The Jackson estate has filed a lawsuit against HBO. It has also scheduled Jackson concert films on YouTube for a limited time that coincides with the US documentary screening, including a Wembley performance.
Following media reports that Radio 2 had decided against playing Jackson’s music amid the latest controversy, the network has issued a formal response.
“We consider each piece of music on its merits and decisions on what we play on different networks are always made with relevant audiences and context in mind,” said a Radio 2 spokesperson.
Officially, the BBC does not “ban” artists - and Jackson clearly has no new releases eligible for the playlist. But the singer’s catalogue is likely to come under increasing scrutiny from BBC networks, other broadcasters and DSPs, as well as audiences and fellow artists.
Updated: According to CNN, multiple major radio station groups in New Zealand - including MediaWorks and NZME - have pulled Jackson's music. In Canada, at least three major Montreal-based radio stations have stopped playing Jackson's music.

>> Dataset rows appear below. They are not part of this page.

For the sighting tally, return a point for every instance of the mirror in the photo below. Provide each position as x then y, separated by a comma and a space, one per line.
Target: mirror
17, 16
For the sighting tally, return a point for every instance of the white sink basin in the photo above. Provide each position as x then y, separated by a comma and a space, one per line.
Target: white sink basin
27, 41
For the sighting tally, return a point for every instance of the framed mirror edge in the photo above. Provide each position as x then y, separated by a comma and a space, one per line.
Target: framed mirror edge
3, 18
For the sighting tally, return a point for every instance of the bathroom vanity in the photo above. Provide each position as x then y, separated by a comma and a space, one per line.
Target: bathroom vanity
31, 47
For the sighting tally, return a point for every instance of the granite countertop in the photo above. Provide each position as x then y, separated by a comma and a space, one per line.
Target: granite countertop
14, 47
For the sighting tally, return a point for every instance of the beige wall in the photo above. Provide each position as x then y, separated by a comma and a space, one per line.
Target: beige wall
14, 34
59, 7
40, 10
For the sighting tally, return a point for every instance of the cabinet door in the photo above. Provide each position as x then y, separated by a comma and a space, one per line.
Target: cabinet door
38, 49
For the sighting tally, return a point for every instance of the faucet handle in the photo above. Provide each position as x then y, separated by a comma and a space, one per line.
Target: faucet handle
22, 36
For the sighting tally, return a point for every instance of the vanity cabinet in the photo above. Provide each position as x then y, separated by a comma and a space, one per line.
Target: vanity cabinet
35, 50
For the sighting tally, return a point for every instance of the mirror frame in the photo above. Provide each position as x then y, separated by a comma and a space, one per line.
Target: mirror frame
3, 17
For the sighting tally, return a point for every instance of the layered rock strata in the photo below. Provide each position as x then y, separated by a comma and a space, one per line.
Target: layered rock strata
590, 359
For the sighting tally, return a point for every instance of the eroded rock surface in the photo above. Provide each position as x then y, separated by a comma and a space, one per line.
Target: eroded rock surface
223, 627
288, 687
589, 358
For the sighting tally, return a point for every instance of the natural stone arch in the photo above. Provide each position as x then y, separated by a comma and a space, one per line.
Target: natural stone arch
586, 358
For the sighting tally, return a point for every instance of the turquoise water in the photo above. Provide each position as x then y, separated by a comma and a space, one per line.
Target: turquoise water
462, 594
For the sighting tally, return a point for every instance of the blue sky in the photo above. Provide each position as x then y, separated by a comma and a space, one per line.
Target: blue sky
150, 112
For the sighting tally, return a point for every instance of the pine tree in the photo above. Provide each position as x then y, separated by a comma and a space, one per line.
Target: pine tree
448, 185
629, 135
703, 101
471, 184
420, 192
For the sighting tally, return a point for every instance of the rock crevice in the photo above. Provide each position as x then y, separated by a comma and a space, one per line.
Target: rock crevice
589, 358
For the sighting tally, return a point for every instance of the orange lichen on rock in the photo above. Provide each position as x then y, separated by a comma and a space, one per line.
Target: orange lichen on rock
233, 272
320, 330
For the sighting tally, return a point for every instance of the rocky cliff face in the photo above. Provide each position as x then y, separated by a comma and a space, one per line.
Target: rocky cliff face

Héloïse Letissier, of Christine And The Queens, recently addressed the fact that she has to consider whether to contintue peforming snippets of Jackson’s Man In The Mirror.
“I can’t deny the influence,” she told the Evening Standard. “It’s a question now more than ever: can we enjoy the artist knowing what we know about them? It’s conflicting for me, but I prefer to watch it and not know what to do than push it away.”
Last year Spotify had to reverse a policy relating to ‘hateful conduct’, after complaints over which artists were and were not included.